MyRand



  • Just noticed this checkin, which immediately makes me want to throw an old tft at the person responsible:

    function myRand() // original isn't unique!
    {
    $id = rand();
    $sql =' SELECT * FROM tickets WHERE ticket_id='.db_input($id);
    while (($res=db_query($sql)) && db_num_rows($res))
    {
    $id = rand();
    $sql =' SELECT * FROM tickets WHERE ticket_id='.db_input($id);
    }
    if ($res)
    return $id;
    else
    return false;
    }
     

    (no, there wasn't any identation in the original)


  • Trolleybus Mechanic

    @Mole said:

    my

    That's as far as you should have read before firing the developer and having his hands dissolved in lye so he can never type again. I would go so far as a a forced gargle with steel wool, just in case he tries to program via voice recognition.

     



  • Are you trying to tell us that this is going to be the key for the next record in tickets? That is awesome! I don't know how many tickets you generate, but in due time this will grind to a halt, and consequently also get duplicate keys. Then everyone will be stumped and suddenly the original developer will jump in and say he can solve it. And then over the weekend he will just change this to a normal sequence or whatever your db has and everyone will praise him and give him a huge bonus. Perfect.



  •  Why would ticket IDs need to be random anyway?



  • Never mind.

     



  • @Mole said:

    function myRand() // original isn't unique!

    If this is the fixed version...



  • Returning 'false' when expecting an integral number is 'special.' Sometimes I wonder how loosely typed languages survive... (this statement coming from a former perl hack.)

    While not much better, a slightly more sane approach might look like:

    function newRand() {
      $sql = 'SELECT MAX(*) FROM tickets';
      $res = db_query($sql);
      $id = $whatever_php_is_needed_to_get_the_value_asked_for + 1;
      return $id;
    }
    

    However, if you've already got a lot of highish ids, you're in for a world of hurt if you don't redo ALL the ids.



  • @zelmak said:

    Returning 'false' when expecting an integral number is 'special.' Sometimes I wonder how loosely typed languages survive... (this statement coming from a former perl hack.)

    While not much better, a slightly more sane approach might look like:

    function newRand() {
      $sql = 'SELECT MAX(*) FROM tickets';
      $res = db_query($sql);
      $id = $whatever_php_is_needed_to_get_the_value_asked_for + 1;
      return $id;
    }
    

    However, if you've already got a lot of highish ids, you're in for a world of hurt if you don't redo ALL the ids.

    Or just delete the code and:

    NOTE: This is all in Postgres syntax.

    BEGIN;

    ALTER TABLE tickets ADD COLUMN new_ticket_id BIGSERIAL NOT NULL;

    UPDATE tickets SET new_ticket_id = ticket_id;

    ALTER SEQUENCE tickets_new_ticket_id_seq RESTART WITH (SELECT max(new_ticket_id) FROM tickets);

    ALTER TABLE tickets DROP COLUMN ticket_id;

    ALTER TABLE tickets RENAME COLUMN new_ticket_id TO ticket_id;

    COMMIT;

    Reason for BIGSERIAL? The randomly generated IDs have a high probability of generating at least one very high ticket_id value, and thus the highest current ticket_id value may be very close to the maximum value for SERIAL.



  • This is the prime reason I hate Oracle ... no auto-numbering IDENTITY columns. In order to do things that other developers take for granted, you have to be a DBA in order to create (a) the sequence and (b) a trigger to fetch the next sequence id and insert it with the new record. For every stinking table that you want to auto-number.

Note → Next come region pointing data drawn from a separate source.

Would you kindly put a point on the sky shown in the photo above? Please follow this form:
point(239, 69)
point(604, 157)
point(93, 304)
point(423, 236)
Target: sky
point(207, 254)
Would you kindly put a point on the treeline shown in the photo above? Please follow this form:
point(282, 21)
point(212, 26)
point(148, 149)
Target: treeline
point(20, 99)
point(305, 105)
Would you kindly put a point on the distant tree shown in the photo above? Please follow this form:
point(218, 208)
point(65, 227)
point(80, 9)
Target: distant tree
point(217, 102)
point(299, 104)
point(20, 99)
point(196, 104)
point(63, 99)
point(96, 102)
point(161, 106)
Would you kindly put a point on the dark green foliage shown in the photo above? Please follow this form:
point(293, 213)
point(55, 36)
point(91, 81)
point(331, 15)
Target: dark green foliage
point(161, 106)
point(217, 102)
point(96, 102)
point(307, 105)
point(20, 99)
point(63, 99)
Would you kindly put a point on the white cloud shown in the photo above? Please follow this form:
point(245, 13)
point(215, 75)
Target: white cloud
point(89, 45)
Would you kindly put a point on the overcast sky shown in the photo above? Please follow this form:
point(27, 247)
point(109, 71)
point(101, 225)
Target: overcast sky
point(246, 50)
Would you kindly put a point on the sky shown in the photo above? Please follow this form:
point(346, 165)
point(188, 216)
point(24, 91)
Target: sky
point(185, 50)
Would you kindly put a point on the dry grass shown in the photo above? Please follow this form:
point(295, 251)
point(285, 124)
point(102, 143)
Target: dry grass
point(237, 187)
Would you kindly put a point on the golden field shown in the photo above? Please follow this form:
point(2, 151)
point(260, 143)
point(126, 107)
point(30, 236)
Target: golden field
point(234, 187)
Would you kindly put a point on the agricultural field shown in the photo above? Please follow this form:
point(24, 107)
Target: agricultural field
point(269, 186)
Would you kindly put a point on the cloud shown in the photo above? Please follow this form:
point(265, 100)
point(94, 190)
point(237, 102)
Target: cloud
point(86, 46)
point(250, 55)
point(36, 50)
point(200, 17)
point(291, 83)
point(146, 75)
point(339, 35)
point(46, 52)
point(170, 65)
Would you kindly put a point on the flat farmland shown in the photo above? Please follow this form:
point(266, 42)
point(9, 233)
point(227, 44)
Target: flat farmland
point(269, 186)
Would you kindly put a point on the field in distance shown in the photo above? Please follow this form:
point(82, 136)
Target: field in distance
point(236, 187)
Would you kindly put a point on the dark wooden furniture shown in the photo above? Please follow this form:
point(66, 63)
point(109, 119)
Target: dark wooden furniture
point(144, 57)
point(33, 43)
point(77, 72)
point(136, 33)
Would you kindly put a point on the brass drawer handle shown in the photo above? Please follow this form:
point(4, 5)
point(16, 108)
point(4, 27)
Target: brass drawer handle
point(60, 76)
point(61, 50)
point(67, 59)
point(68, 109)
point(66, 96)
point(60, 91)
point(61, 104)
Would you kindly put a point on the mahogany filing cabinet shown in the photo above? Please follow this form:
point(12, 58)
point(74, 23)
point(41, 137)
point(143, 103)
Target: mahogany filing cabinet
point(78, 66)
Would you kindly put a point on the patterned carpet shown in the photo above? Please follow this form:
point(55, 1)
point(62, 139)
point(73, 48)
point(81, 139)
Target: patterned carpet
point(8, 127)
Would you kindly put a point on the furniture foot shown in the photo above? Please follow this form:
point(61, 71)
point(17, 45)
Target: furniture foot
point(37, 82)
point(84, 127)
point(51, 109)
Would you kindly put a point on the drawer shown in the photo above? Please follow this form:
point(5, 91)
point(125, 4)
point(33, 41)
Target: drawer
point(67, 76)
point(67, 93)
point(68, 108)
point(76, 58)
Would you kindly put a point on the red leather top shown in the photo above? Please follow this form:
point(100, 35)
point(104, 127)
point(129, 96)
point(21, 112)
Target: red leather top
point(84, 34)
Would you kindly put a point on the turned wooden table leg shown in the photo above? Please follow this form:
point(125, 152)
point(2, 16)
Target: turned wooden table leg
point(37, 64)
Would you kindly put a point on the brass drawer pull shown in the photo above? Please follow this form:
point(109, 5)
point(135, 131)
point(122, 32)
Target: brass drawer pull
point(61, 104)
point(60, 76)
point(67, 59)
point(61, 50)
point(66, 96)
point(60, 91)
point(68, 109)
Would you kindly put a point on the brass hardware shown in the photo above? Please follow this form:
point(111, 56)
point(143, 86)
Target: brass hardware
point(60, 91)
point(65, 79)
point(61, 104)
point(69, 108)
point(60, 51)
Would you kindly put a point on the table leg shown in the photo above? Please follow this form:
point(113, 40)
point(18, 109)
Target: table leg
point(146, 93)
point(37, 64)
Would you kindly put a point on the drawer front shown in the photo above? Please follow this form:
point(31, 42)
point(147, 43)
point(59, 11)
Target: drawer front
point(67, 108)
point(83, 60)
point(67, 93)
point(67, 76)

    Nothing enforces the 'auto-number' field when you use a sequence. Unless 'BIGSERIAL' does that for you ... then why the sequence? /confused

    Disclaimer: I haven't worked with PostgreSql so I know not of its ideosyncracies.

     



  • @zelmak said:

    you have to be a DBA in order to create (a) the sequence and (b) a trigger to fetch the next sequence id and insert it with the new record.
     

    Wha?

    Firstly, you don't need to be DBA to perform those two operations. You just need to have the right privs (CREATE SEQUENCE and CREATE TRIGGER) granted to your account.

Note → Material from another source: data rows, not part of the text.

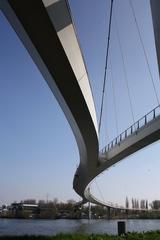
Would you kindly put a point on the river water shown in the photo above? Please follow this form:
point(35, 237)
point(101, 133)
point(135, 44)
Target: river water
point(53, 227)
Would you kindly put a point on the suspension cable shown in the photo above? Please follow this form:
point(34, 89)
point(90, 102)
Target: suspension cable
point(114, 97)
point(99, 190)
point(106, 65)
point(144, 51)
point(124, 69)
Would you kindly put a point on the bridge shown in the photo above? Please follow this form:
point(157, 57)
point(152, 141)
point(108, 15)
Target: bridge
point(47, 31)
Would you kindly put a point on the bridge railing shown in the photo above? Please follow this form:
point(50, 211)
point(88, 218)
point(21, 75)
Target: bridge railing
point(143, 121)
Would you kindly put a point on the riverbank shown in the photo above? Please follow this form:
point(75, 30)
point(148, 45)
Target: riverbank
point(152, 235)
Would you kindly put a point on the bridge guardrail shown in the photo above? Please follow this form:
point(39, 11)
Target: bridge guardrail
point(143, 121)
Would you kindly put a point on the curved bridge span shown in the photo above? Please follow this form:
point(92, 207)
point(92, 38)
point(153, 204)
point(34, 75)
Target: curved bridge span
point(47, 31)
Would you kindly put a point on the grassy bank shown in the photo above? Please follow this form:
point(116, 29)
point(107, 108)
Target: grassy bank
point(153, 235)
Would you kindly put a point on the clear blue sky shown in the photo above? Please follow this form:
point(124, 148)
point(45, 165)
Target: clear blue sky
point(39, 156)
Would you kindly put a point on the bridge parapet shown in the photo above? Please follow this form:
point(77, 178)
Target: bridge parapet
point(134, 128)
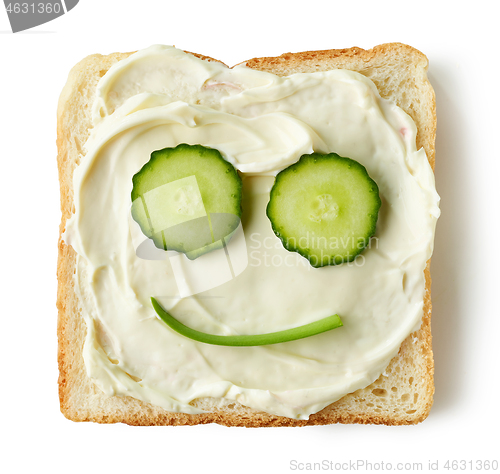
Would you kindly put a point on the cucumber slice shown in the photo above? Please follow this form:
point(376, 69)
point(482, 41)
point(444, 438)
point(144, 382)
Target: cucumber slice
point(325, 207)
point(188, 199)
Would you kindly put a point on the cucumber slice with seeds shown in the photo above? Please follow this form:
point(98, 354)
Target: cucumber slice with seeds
point(325, 207)
point(188, 199)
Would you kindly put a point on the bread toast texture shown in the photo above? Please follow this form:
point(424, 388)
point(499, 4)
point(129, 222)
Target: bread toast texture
point(401, 395)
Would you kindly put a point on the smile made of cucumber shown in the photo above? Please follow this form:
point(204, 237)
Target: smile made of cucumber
point(301, 332)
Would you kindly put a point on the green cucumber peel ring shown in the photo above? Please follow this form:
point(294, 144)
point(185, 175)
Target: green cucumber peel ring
point(301, 332)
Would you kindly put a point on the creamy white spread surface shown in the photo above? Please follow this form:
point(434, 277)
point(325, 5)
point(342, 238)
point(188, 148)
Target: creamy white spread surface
point(160, 97)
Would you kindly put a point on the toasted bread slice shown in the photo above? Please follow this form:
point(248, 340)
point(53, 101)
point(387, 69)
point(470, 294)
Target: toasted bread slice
point(401, 395)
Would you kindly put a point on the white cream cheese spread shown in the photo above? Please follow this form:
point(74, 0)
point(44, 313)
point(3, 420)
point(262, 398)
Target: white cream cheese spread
point(160, 97)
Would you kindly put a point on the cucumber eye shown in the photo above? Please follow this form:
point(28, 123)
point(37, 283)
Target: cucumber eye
point(325, 207)
point(187, 199)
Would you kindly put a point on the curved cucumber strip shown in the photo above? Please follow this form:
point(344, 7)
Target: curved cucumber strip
point(311, 329)
point(325, 207)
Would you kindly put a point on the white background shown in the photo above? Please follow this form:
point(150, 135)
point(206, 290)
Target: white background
point(462, 46)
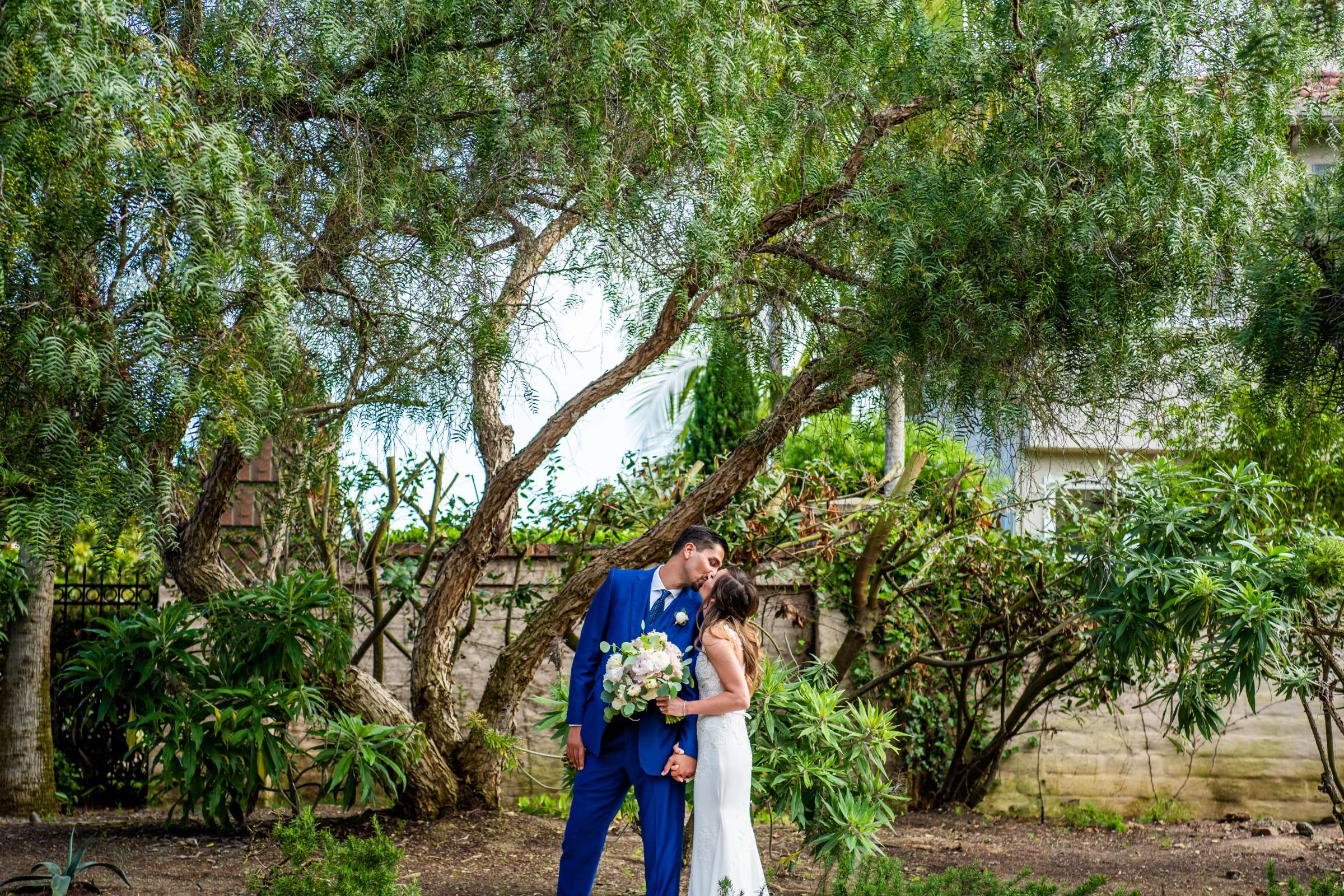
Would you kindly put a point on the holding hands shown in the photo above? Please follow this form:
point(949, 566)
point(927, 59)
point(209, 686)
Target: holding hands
point(673, 706)
point(680, 765)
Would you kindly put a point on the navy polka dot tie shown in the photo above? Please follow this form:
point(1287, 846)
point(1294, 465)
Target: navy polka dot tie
point(656, 610)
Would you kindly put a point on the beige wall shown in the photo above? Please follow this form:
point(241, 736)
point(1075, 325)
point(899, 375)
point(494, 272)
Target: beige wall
point(1264, 765)
point(784, 608)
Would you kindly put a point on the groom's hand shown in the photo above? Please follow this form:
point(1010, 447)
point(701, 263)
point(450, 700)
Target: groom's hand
point(680, 765)
point(575, 749)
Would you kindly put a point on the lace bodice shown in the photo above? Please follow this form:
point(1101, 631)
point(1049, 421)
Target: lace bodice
point(709, 678)
point(724, 846)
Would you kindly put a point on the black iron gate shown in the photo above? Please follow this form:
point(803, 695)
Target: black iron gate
point(93, 763)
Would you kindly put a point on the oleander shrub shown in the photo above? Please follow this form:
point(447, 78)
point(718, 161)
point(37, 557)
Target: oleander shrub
point(314, 863)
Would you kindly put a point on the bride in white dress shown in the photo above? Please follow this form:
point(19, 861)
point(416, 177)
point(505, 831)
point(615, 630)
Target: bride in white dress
point(727, 671)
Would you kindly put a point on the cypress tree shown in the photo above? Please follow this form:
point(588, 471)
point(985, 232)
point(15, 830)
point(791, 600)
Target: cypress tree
point(726, 401)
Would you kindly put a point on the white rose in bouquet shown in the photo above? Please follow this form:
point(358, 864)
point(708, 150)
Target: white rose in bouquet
point(642, 671)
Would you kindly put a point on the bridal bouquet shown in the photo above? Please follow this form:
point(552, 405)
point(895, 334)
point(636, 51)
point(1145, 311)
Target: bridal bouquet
point(642, 671)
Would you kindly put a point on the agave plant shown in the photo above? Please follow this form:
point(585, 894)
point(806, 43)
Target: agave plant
point(59, 879)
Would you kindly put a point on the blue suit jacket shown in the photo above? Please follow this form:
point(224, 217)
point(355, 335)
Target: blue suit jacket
point(619, 613)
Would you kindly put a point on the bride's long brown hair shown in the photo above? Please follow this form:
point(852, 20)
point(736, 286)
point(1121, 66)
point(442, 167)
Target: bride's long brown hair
point(736, 601)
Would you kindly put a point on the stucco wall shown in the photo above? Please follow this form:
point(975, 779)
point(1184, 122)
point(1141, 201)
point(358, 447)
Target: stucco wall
point(1264, 765)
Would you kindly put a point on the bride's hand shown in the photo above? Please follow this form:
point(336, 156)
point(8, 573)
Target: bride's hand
point(671, 706)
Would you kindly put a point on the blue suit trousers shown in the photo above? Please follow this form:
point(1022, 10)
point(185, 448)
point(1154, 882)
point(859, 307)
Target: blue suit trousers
point(599, 793)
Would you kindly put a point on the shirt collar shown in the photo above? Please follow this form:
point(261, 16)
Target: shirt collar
point(657, 584)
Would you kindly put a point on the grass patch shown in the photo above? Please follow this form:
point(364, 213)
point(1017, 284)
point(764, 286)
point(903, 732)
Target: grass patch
point(885, 876)
point(316, 864)
point(1164, 808)
point(1319, 887)
point(1090, 816)
point(546, 805)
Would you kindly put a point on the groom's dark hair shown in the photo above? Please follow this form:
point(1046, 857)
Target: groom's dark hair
point(701, 536)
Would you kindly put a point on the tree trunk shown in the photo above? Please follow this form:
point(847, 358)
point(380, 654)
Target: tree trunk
point(194, 561)
point(27, 767)
point(894, 459)
point(865, 590)
point(432, 685)
point(479, 767)
point(431, 783)
point(465, 561)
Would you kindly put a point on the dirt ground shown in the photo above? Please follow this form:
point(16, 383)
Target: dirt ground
point(515, 855)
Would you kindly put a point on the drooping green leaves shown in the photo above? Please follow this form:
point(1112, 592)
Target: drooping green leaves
point(216, 689)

    Secondly, you don't need a trigger to fetch the next sequence ID. That's what the psuedo-column SEQUENCE.NEXTVAL is for.

    @zelmak said:

    For every stinking table that you want to auto-number.

    I don't know why you'd want to auto-number a table[1], but I suspect Index-Organised Tables could assist in what you're trying to acheive.

    [1] I presume you mean "auto-number a PK in the table upon each insert", rather than create numerically-named tables.